Primes of the form $5n+4$.

Question

Is there an elementary way of showing the infinitude of primes of the form $5n+4$ without using quadratic reciprocity?

Answer 1

I wanted to give this as a comment but it was too long. For a proof one must consider following points:

*n must be odd and $5n+4$ results a set of infinite numbers of form $...9=10 x +9$:

$9, 19, 29, 39, 49, 59, 69, 79, . . .$

• This set has common members with the set of primes resulted by known generating functions,in fact if n is large enough $5n+4$ can always be transformed to a polynomial identical to one form of generating function, here is some example:

$79=2\times 3\times 13 +1$ (Euclidean theorem for primes)

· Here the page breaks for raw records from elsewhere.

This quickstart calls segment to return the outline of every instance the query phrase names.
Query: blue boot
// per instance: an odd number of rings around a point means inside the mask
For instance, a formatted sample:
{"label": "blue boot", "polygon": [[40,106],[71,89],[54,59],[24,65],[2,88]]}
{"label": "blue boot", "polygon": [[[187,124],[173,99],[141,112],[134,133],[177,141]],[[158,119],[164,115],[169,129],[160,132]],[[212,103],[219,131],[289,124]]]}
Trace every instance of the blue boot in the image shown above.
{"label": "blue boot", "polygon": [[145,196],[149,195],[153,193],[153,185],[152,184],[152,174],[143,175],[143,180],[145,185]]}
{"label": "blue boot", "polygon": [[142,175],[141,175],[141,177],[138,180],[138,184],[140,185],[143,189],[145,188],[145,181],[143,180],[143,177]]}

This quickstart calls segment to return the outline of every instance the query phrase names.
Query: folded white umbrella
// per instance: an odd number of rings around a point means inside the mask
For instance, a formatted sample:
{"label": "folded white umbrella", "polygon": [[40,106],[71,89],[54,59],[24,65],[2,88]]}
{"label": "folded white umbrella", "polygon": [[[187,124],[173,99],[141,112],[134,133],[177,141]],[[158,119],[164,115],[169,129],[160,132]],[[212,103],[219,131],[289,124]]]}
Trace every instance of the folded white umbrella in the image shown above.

$59=2\times 29+1$, $ 19=4\times 5 -1 $, $149=6\times 25 -1$, represent samples of Dirichlet primes resulted from $2x+1$, $4x-1$ and $6x-1$ respectively.

$229=2\times 10^2 +29$ represent a sample of $2x^2+29$ which is Euler's function.

$1129=30\times 37 + 19$ which represent a theorem that says all primes are of form $30 x+r$ where $r=1, 7, 11, 13, 19,23, 29 $ particularly when $r=19$ and $r=29$; in other words primes resulted from $5n+4$ are members of a subset of primes of form $30 x +19$ or $30 x+29$.